Drone video shows 'sand hoodoos' on Michigan beach

After a taste of spring temperatures, a frigid northwest wind froze the beach and let the wind and the waves mold the sand into strange-looking sculptures.

SAINT JOSEPH, MICH. – On Monday, the last full day of winter, the season made its presence known by carving out sand pillars on the shore of Lake Michigan.

"Rare weather phenomenon this morning," drone pilot Nathan Voytovik posted on social media. "Frozen sand pillars. Perfectly sculpted by frozen wind. Our own little Grand Canyon! Hard to believe it was 60 a few days ago!"

In nearby South Bend, Indiana, the high hit 73 just last Monday and 61 on Saturday. Then 30-mph wind gusts out of the northwest for days blew in an arctic blast that knocked low temperatures down to the teens. 

The cold snap froze the beach, and then the wind and waves worked the layer into slabs and chunks. 

MYSTERIOUS SAND SLABS APPEARING ON LAKE MICHIGAN BEACH

"Every year, as wind blows across the lake, there's no friction to stop it, so it pushes the sand around," Voytovik said. "Then, once it freezes over, the sand locks in place."

Water and wind continue pounding into the sand, breaking apart the frozen sections into smaller blocks, giving them the appearance of having just washed onto the shore. The chair of Geography at Michigan State University said the wind blows away the less frozen sections of beach, into something that looks like a ventifact – a sandblasted rock.

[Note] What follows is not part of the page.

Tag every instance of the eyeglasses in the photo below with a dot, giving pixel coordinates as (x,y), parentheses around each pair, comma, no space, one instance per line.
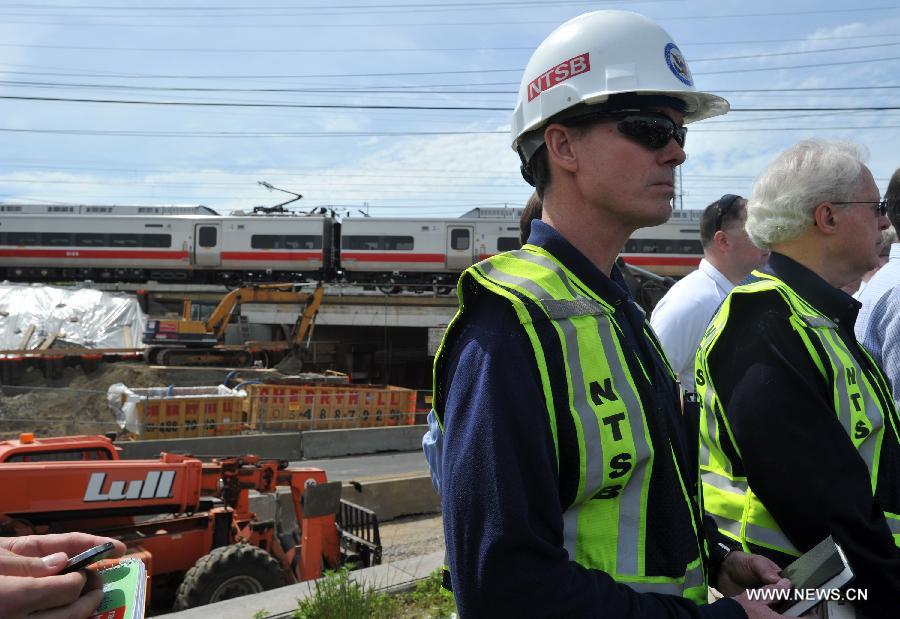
(650,130)
(879,207)
(722,207)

"I've lived here my whole life and I probably take it for granted," Voytovick said. "Every year, it's a little different. If there are stronger winds, you'd see even crazier sculptures."

These alien-looking objects on the beach formed in January 2022.

BIZARRE SAND SCULPTURES APPEAR ALONG LAKE MICHIGAN. HERE'S HOW ‘HOODOOS’ FORM

"I know some people around here call them hoodoos – sand hoodoos," Jeff Rechner, the superintendent of parks at Saint Joseph, told FOX 2

Nature's art was ephemeral, though. Temperatures already jumped back into the upper 40s by Tuesday, which melted the makeshift glue that was holding them together.